Kisah tato dan penembakan misterius
Pada 1980-an, penembakan misterius banyak dilakukan kepada orang bertato yang diduga preman.
Tato memiliki sejumlah makna di masyarakat. Sebagian kalangan menilai tato sebagai sebuah seni keindahan, sementara sebagian lagi menilai miring orang yang memiliki tato di tubuhnya.
Selain ditemui pada orang umum, tato juga biasa ditemui pada orang-orang yang hidupnya dekat dengan aksi kejahatan, sebut saja preman.
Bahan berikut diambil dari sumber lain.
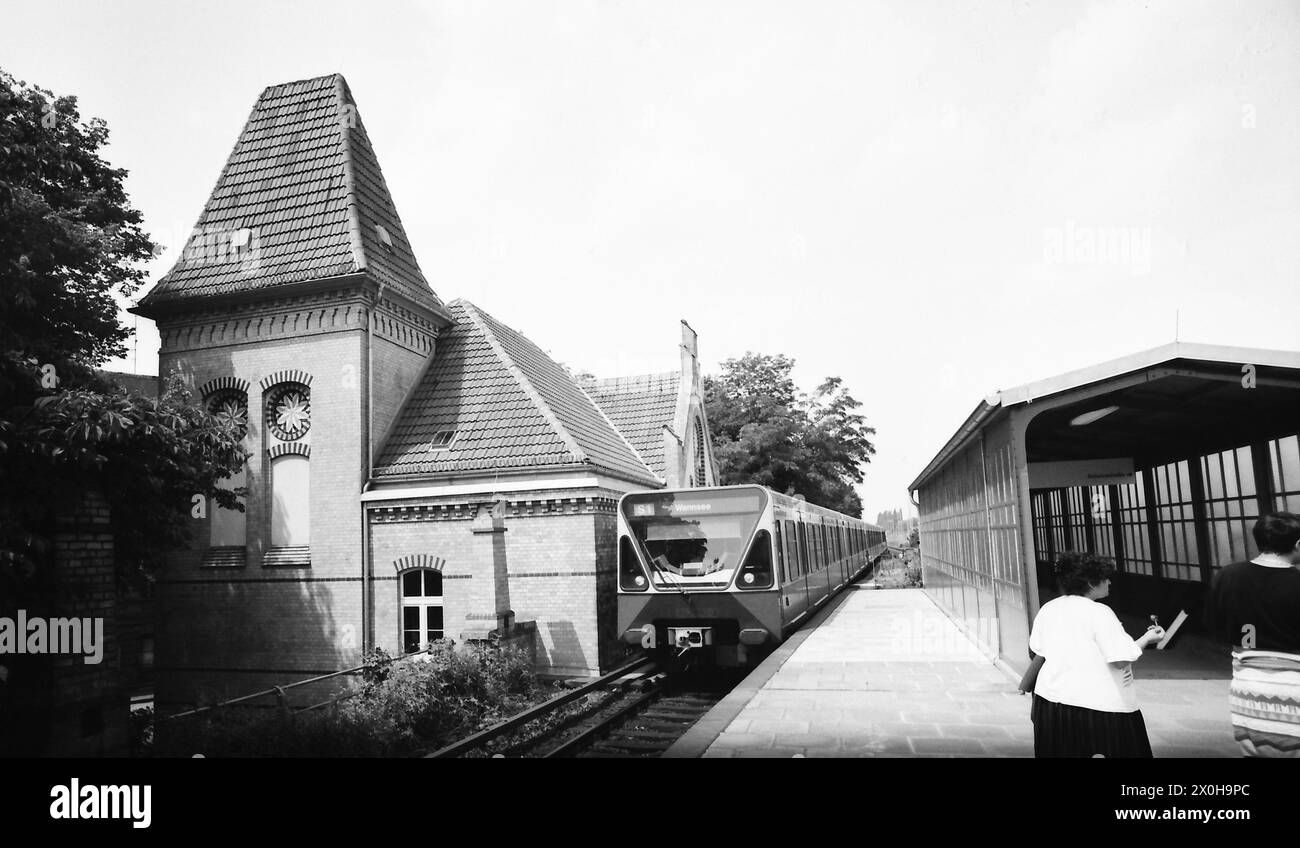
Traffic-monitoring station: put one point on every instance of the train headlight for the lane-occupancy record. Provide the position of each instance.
(757, 571)
(632, 576)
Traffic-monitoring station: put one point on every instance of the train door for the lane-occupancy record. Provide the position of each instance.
(796, 592)
(841, 556)
(807, 565)
(783, 570)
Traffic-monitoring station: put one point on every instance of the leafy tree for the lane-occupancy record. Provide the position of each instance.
(69, 242)
(766, 432)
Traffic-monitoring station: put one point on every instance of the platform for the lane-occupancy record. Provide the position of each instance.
(887, 674)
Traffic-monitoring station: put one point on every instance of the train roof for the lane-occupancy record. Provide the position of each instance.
(787, 501)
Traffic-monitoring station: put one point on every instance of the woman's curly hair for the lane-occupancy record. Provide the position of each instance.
(1077, 571)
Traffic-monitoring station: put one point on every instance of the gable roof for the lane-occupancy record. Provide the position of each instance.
(298, 199)
(640, 407)
(510, 406)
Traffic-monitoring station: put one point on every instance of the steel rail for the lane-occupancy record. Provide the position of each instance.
(589, 735)
(469, 743)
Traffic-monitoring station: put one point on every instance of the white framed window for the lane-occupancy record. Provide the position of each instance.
(421, 609)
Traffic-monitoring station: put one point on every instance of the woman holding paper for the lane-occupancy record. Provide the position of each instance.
(1084, 704)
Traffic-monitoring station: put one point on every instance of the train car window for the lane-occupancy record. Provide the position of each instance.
(780, 553)
(805, 561)
(792, 550)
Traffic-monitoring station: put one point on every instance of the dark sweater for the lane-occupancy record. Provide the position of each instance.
(1265, 597)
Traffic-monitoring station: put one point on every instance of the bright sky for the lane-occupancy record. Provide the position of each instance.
(910, 195)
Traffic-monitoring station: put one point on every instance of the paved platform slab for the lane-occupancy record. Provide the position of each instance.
(887, 674)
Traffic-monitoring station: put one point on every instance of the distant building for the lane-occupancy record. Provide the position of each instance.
(419, 470)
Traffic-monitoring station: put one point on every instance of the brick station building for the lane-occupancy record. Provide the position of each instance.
(417, 468)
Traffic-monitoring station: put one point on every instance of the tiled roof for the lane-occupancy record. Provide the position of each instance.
(299, 199)
(640, 407)
(510, 405)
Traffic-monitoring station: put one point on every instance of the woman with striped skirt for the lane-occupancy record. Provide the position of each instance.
(1084, 704)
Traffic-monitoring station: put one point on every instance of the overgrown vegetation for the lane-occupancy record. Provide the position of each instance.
(768, 433)
(402, 709)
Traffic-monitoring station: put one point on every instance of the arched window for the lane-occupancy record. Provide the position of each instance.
(421, 608)
(701, 455)
(228, 528)
(290, 484)
(287, 412)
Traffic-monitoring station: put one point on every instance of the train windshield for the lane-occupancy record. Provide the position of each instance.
(693, 540)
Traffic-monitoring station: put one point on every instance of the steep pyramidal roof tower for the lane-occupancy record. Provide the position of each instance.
(300, 199)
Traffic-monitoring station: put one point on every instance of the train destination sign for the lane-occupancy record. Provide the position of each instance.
(1082, 472)
(685, 505)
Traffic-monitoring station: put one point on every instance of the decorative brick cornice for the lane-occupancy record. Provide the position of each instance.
(221, 384)
(468, 510)
(289, 448)
(403, 327)
(235, 323)
(291, 375)
(419, 561)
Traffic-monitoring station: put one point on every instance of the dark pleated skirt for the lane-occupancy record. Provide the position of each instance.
(1061, 730)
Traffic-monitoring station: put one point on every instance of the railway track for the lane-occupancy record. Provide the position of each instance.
(636, 710)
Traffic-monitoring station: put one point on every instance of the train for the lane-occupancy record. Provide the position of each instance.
(724, 574)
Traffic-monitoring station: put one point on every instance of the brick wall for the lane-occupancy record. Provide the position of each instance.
(222, 632)
(90, 704)
(559, 553)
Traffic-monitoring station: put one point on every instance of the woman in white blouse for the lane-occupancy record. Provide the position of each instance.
(1084, 704)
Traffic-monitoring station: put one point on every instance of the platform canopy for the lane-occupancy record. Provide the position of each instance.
(1169, 402)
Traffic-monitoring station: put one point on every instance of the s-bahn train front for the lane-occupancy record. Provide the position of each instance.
(696, 574)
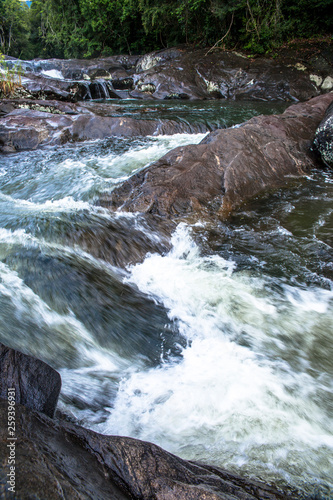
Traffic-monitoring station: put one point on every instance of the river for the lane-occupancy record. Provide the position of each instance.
(218, 348)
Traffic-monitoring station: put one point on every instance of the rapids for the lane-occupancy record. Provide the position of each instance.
(216, 346)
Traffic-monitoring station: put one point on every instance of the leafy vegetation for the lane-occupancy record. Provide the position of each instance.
(88, 28)
(10, 78)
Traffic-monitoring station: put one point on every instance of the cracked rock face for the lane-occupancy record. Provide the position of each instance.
(35, 383)
(228, 167)
(323, 141)
(57, 460)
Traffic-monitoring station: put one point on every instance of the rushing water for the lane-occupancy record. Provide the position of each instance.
(219, 349)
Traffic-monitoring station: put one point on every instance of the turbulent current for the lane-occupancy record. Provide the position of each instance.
(218, 347)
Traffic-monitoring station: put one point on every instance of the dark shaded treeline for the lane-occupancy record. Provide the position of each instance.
(90, 28)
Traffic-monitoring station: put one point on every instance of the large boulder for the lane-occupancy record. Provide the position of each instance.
(228, 167)
(58, 459)
(181, 73)
(30, 124)
(35, 384)
(323, 141)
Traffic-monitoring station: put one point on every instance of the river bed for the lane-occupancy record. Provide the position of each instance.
(219, 348)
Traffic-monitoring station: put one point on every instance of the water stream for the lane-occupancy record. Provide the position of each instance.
(217, 347)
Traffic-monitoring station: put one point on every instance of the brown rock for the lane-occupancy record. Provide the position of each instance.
(228, 167)
(36, 384)
(57, 459)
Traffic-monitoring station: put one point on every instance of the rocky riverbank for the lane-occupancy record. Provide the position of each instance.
(57, 459)
(229, 166)
(42, 110)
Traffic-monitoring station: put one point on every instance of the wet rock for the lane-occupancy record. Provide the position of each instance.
(178, 73)
(323, 141)
(58, 459)
(36, 384)
(222, 74)
(39, 123)
(228, 167)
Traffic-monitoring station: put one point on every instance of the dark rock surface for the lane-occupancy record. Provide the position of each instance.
(323, 141)
(30, 124)
(57, 459)
(228, 167)
(36, 384)
(181, 73)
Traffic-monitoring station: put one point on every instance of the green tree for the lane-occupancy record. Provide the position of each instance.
(14, 28)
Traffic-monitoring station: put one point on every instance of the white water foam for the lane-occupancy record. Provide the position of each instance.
(53, 73)
(228, 401)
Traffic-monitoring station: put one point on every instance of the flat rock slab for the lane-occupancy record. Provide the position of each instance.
(323, 141)
(35, 383)
(229, 167)
(33, 125)
(57, 460)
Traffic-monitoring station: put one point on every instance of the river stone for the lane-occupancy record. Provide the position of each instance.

Dulu, para residivis yang keluar masuk penjara kerap mentato tubuhnya. Itu yang membuat tato identik dengan premanisme.
Tato digunakan untuk menunjukkan keberanian dan kejantanannya sebagai jagoan. Selain itu, mereka juga menggunakannya sebagai tanda identitas kelompoknya.
Namun, memiliki tato pada era 1980-an merupakan hal yang cukup menakutkan. Saat itu, pemerintah Orde Baru tengah menggalakkan operasi pemberantasan kejahatan di berbagai wilayah di Indonesia. Operasi itu digelar karena masyarakat semakin resah atas ulah para preman yang semakin merajalela.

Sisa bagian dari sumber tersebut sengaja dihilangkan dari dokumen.